Ну а что же народ, что же его «представители», пославшие своих депутатов в Думу? Кто они? В сатирическом рассказе «Депутат 3-й Думы» это купец Требухин, дающий наказ октябристу Огурцову привезти из Петербурга двух сигов ко дню своего рождения, а заодно и четыре дюжины порнографических снимков, купец Безменов, требующий от своего депутата новый граммофон, предводитель дворянства, заказавший «крайне правому» депутату Ошметкину бандаж «для своей грыжи», а «горному эсдеку» Кинжалидзе избиратель дал наказ купить «хорошую козу»[1103]
. И смешно, и грустно…И в который раз он бьется над проклятым вопросом: ну почему у нас все выходит «не как у людей»? Ведь каким замечательным, много понимавшим и искренне хотевшим добра России государственным деятелем был Петр Аркадьевич Столыпин, а и у него не заладилось. Разве можно сомневаться в том, что Столыпин «был конституционалистом, искренним и убежденным, гораздо более сильным, чем думали в Петербурге»? «Но он вводил конституцию антиконституционными способами». В фельетоне, посвященном убитому премьеру, Дорошевич не делает никаких скидок:
«Его главное преступление:
— Переворот 3-го июня».
Безусловно, Столыпиным «руководила та же мысль, что и „творцом русской конституции“ гр. С. Ю. Витте» — «вступить на новый путь, опираясь на благоразумные и умеренные круги общества». Следуя этой мысли, премьер-реформатор «хотел создать правовое население для правового государства». И он как будто добился немалого, провел 87 статью закона о крестьянских наделах.
«Но у русской конституции, еще слабенькой и хиленькой, был враг.
Верхняя палата везде служит:
— Последним убежищем для реакции.
Реакция, самая озлобленная, составленная из бюрократов, которые не хотят передавать власть в руки кого бы то ни было, приютилась в Государственном Совете.
Он не даст ходу Государственной Думе.
Будет систематически уничтожать ее работу.
Сделает русскую конституцию ничтожной, жалкой, бесполезной и смешной в глазах населения.
Сведет на нет.
Дискредитирует».
А все почему? Да потому, что «русская почва — совсем особая почва.
Таково, впрочем, кажется, свойство всех тучных почв.
Сорные травы растут у нас буйно и глушат добрые всходы.
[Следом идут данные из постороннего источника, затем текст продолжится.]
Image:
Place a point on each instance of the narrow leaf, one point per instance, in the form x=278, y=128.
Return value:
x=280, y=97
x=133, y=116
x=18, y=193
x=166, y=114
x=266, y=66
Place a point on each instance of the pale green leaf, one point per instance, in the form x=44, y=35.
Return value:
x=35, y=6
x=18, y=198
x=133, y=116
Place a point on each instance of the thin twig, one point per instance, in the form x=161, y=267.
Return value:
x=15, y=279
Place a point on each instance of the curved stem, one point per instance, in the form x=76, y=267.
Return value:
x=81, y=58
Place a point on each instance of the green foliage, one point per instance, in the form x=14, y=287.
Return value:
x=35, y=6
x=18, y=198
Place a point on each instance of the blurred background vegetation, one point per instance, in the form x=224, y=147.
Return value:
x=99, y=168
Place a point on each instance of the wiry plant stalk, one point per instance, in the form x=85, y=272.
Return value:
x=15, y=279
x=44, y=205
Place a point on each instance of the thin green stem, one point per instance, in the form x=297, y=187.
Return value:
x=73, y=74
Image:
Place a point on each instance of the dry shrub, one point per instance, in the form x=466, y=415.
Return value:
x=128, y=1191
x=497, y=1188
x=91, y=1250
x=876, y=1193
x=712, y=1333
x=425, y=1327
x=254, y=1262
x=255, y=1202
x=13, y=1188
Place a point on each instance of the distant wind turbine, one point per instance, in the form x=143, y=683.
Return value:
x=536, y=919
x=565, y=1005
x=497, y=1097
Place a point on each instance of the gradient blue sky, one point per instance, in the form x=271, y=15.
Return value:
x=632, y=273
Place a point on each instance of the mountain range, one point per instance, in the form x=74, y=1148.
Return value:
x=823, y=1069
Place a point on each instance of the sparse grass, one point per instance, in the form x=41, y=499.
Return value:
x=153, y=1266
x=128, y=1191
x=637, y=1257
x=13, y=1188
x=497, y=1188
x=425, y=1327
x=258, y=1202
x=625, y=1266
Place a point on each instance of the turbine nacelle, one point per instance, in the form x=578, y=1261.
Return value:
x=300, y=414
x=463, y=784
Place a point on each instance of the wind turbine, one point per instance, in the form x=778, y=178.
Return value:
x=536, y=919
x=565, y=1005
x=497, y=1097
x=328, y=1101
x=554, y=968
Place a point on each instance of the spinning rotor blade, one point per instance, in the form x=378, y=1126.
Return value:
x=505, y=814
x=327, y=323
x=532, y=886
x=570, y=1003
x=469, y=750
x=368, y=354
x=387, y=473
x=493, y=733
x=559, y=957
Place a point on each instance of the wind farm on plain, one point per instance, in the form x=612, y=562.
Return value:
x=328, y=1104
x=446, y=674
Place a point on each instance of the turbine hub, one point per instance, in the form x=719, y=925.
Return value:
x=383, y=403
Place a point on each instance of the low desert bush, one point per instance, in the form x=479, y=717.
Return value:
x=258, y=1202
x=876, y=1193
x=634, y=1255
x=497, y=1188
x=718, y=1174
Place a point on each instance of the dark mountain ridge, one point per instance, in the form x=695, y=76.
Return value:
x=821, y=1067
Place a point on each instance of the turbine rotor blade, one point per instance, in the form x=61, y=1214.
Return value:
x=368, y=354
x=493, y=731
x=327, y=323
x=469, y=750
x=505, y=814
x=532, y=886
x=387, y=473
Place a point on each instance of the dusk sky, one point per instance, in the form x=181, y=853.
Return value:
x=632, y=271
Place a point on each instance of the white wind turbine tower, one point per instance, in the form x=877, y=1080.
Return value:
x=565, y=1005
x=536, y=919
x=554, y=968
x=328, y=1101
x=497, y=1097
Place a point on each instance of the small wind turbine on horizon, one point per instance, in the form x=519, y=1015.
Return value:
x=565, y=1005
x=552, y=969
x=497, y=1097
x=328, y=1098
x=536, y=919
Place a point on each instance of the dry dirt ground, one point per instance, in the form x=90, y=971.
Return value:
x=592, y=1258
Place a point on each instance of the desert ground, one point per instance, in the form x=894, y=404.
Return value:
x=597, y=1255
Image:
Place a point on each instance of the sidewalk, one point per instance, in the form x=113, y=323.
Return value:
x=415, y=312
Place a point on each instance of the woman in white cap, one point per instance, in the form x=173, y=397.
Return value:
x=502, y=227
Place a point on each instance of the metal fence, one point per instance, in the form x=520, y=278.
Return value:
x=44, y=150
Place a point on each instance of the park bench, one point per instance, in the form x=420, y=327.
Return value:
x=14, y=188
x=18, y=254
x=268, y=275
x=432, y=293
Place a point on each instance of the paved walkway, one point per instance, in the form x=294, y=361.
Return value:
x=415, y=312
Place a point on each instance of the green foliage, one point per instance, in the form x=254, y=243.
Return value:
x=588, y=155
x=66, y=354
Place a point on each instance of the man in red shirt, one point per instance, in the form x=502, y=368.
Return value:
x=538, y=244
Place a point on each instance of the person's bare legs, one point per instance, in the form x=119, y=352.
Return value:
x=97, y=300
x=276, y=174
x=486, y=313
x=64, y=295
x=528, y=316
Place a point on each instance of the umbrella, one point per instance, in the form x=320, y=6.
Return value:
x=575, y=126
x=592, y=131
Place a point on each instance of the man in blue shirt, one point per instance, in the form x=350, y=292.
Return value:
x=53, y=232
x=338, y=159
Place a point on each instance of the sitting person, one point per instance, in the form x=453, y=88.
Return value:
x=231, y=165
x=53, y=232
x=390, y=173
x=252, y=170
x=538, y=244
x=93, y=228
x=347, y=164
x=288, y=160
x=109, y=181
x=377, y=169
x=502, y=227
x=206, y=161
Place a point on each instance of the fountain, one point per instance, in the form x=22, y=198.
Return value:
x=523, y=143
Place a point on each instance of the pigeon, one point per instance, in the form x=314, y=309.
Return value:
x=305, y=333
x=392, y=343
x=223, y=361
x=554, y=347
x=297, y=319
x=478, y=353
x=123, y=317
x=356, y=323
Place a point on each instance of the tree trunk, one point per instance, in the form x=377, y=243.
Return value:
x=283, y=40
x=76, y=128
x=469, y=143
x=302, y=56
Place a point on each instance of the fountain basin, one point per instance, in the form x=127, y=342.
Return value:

Законы у нас прививаются туго.
Но „временные, исключительные правила“ остаются навсегда.
И таким репьем обрастают, что никакая коса не возьмет.
Вместо умеренных и благоразумных, но конституционных элементов в Думу по закону 3-го июня что пришло?
Какая шишгаль?
А „практика государственных переворотов“ к жизни привилась — и все под опаской живем:
— Не подойдет эта Дума — не было бы еще нового „3-го июня“!»